As for the romance of the open road, well, Holly has some perspective on that, too. Some years back, when he was remodeling the building, he found an old price chart. Gas was 8 cents a gallon.
“It’s pretty unreal,” Holly said.
Kansas projects
Stations also are being restored in Baxter Springs, Kan., and Galena, Kan.
The National Park Service’s Route 66 Corridor Preservation Program awarded a grant of $26,202 to the Baxter Springs Historical Society to restore the exterior of an old Phillips 66 filling station for use as a visitors center. The station first opened in 1930.

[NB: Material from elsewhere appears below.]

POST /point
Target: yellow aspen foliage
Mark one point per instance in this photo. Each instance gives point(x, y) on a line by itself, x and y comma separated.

“We have the inside all stripped out now,” said Dean Auman, a member of the board of the society and chairman of the station committee.
The first phase of the project, estimated to cost $10,000, will involve work on eaves, fascia, heating and air conditioning, and painting.
“It’s going to be attractive,” said Auman, who is always looking for volunteers to help with the work. The station at 10th Street and Military Avenue.
Renee Charles is one of a group known as 4 Women on the Route that is restoring an old station in Galena, near Main and Front streets. Front Street is the original Route 66. Larry Courtney is the owner of the building.
“We’re restoring it to be a Kanotex (station),” Charles said. “We’re going with the 1940s. We’re just restoring it ourselves. We haven’t brought in the historical society.
“It will be a welcome center. You just don’t know how many people come through this town and stop and take pictures of the old Route 66 signs.”
She thinks the station was built in the early 1930s.
Nearby, another gas station from the 1930s is under renovation. Scott Shockley wants to restore the filling station at Sixth and Main streets. He wants to give it the look it had in the 1950s and 1960s.
“Everybody around here remembers this building as Texaco,” he said. “I’m going to restore the whole front of it.”